Euro zone dislocations
The dislocation and daily shifts in the euro zone occupy most of Fisher’s attention right now. “It is not the only opportunity, but the mix of monetary and fiscal policy choices together with a disjointed political environment tend to create anomalies in those markets,” says Fisher. “This is where the action is.”

With Europe the epicentre of market dislocation, the challenge becomes a question of how to structure the most appealing trades on a risk/reward basis. Here the approach is to find price relationships that are inconsistent.

In Europe, in the middle of 2012, there are a large number of price relationships that may not stand up to scrutiny. This might involve, for example, the relationship of a sovereign debt issue to a credit default swap or, perhaps, a banking stock trading at 30% of book value.

“Europe is self financing,” says Fisher. “The problem is the huge imbalances within Europe. Are the solvent countries willing to help finance the ones which aren’t? There are lots of anomalies right now.”

A European CDO
Fisher’s analogy for the contemporary European government bond market is that it is, in effect, a collateralised debt obligation. This is reflected in the prices of different bonds. Within this euro CDO, at the top of the structure is the risk free tranche, which is German government debt.

At the opposite end is the equity tranche holding, perhaps, government bonds from Ireland or Portugal. Just above is Spain’s sovereign debt, with the Netherlands and Austria higher up still, representing the senior tranche.

“The cash market tells you one thing; the credit default swap market something else,” says Fisher. “The combination is interesting putting aside whether, for example, CDS are banned. Add in bank loans and it becomes even more interesting. Who will be protected and who won’t?”

Commonwealth doesn’t take positions in contradiction to the market. Instead, it looks for positions orthogonal to the market.

Possible default
Take Portugal. CDS prices show the country has a reasonable possibility of defaulting over the next year. It is the same story for years two, three and four.

However, the cash market price for Portuguese government bonds (with the September 2013 bond close to par) implies that it won’t default. Thus the CDS and cash markets are telling a different story.

Taking advantage of this divergence is not as simple as one might think, so Commonwealth got creative. It sold March 2013 CDS at 15 points and bought 10 year protection at 40 points or, viewed another way, bought nine year protection one year forward at 25 points. The portfolio also bought the 30 year bond at 40.

“In all likelihood there will be some resolution of this issue within three years,” says Fisher. “In all likelihood they will have to mutualise all the sovereign debt in Europe. The only hard and fast view I have is that Portugal won’t default in the next nine months.
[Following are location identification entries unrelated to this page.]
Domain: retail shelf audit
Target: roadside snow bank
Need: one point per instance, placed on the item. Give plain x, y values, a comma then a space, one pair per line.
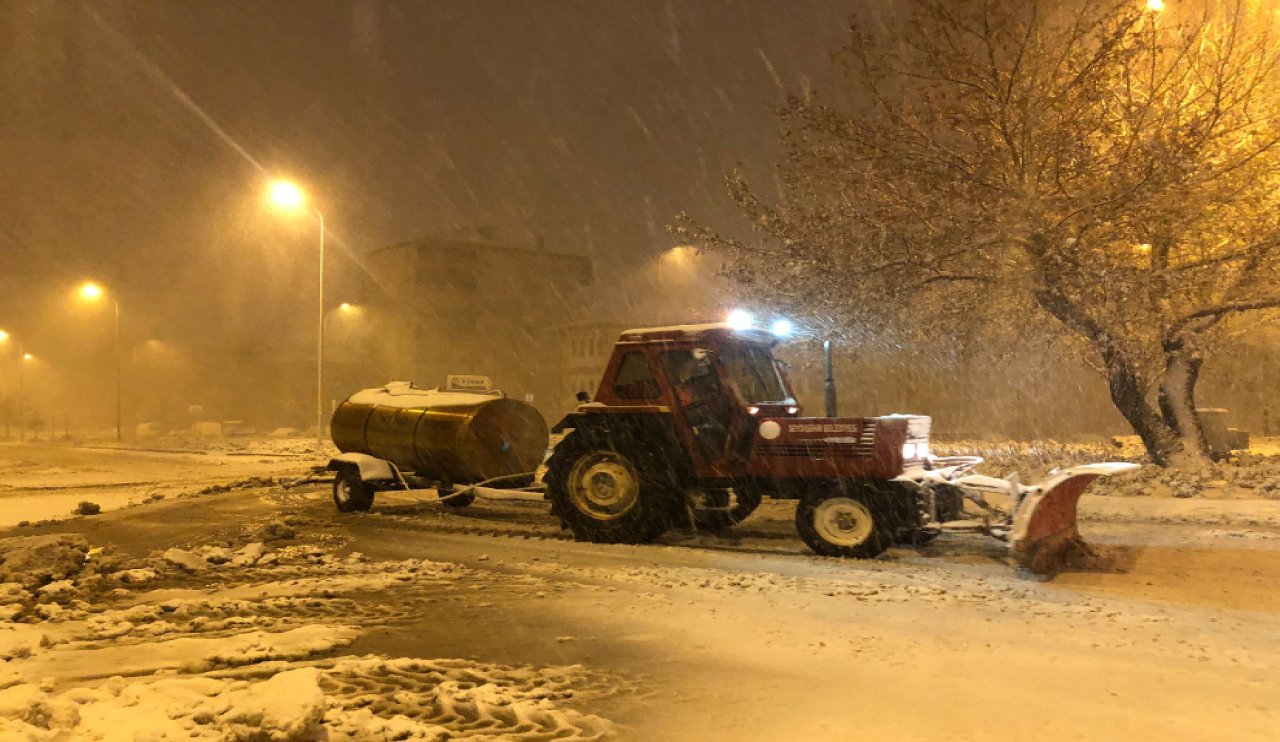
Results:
287, 706
36, 560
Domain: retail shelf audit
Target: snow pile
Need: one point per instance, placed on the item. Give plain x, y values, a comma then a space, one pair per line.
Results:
35, 560
351, 699
287, 706
1244, 476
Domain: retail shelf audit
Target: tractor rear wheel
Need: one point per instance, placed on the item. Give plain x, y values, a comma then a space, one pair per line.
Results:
351, 494
844, 522
606, 495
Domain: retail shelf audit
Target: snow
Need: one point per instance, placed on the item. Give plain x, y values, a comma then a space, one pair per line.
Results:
403, 394
681, 329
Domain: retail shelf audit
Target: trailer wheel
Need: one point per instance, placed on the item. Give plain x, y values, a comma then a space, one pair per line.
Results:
842, 523
452, 500
607, 497
748, 500
351, 494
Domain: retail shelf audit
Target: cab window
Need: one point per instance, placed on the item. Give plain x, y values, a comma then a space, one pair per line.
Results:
635, 379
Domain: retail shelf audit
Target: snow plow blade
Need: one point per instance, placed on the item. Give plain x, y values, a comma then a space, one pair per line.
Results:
1045, 531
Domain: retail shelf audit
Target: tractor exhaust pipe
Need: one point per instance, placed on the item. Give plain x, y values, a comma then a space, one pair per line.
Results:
830, 385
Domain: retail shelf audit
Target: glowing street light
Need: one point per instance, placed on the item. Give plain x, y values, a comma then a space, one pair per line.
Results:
288, 196
23, 358
92, 293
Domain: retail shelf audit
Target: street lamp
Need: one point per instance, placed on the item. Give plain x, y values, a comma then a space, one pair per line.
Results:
288, 196
94, 293
23, 358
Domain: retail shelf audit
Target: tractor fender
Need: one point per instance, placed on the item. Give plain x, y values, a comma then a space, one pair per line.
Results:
370, 468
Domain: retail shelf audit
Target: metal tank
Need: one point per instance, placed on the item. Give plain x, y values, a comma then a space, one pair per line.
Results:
446, 436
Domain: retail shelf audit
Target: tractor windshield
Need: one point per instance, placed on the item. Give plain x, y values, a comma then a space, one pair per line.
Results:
755, 374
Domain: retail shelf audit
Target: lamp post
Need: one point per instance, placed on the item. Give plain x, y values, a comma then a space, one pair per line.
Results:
23, 357
92, 292
288, 196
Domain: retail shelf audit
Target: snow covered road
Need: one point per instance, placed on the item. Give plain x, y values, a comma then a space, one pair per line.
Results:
487, 623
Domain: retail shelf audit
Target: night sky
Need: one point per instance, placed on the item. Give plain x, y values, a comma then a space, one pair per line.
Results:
590, 123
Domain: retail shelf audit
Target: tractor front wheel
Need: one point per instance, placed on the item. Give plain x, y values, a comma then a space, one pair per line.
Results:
607, 497
842, 523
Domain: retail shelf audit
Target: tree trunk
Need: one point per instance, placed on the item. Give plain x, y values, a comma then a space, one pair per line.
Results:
1178, 404
1130, 399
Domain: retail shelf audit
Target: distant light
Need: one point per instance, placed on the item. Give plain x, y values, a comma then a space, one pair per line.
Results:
91, 292
287, 195
740, 320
After that I’m agnostic.”

Since 2010, Commonwealth has been very focused on Europe because Fisher believes it has offered the best opportunity set. The strategy, according to investors, is up 8.8% to end-May and made 10.7% in 2011.

Crude oil
Another market that is attracting Fisher’s attention is crude oil. Volatility has been the hallmark of crude oil prices during the past four years. The price per barrel soared to the record $150 level in 2008 before plunging in the wake of the Lehman collapse. It then rallied but has slid again in the second quarter of 2012. Fisher thinks the recent fall – WTI was trading around $78 in late June – makes crude oil a buy. He notes when consumption fell to 82 million barrels per day (from peak consumption of 86 million bpd), contango in the curve occurred, but five year forward oil never fell below $70.

Oil’s resilient price profile is the result of minimal spare production capacity. “When there is less than 2 million bpd of spare capacity it encourages prices to go higher,” says Fisher. With the Dec 2014 light crude oil contract down $17 to $83 in late June, Fisher says: “You probably want to own it.”

He adds: “The cost to extract a commodity, including economic profit, is where a commodity must trade or better. The point about oil is that prices in the forward market now aren’t that credible.”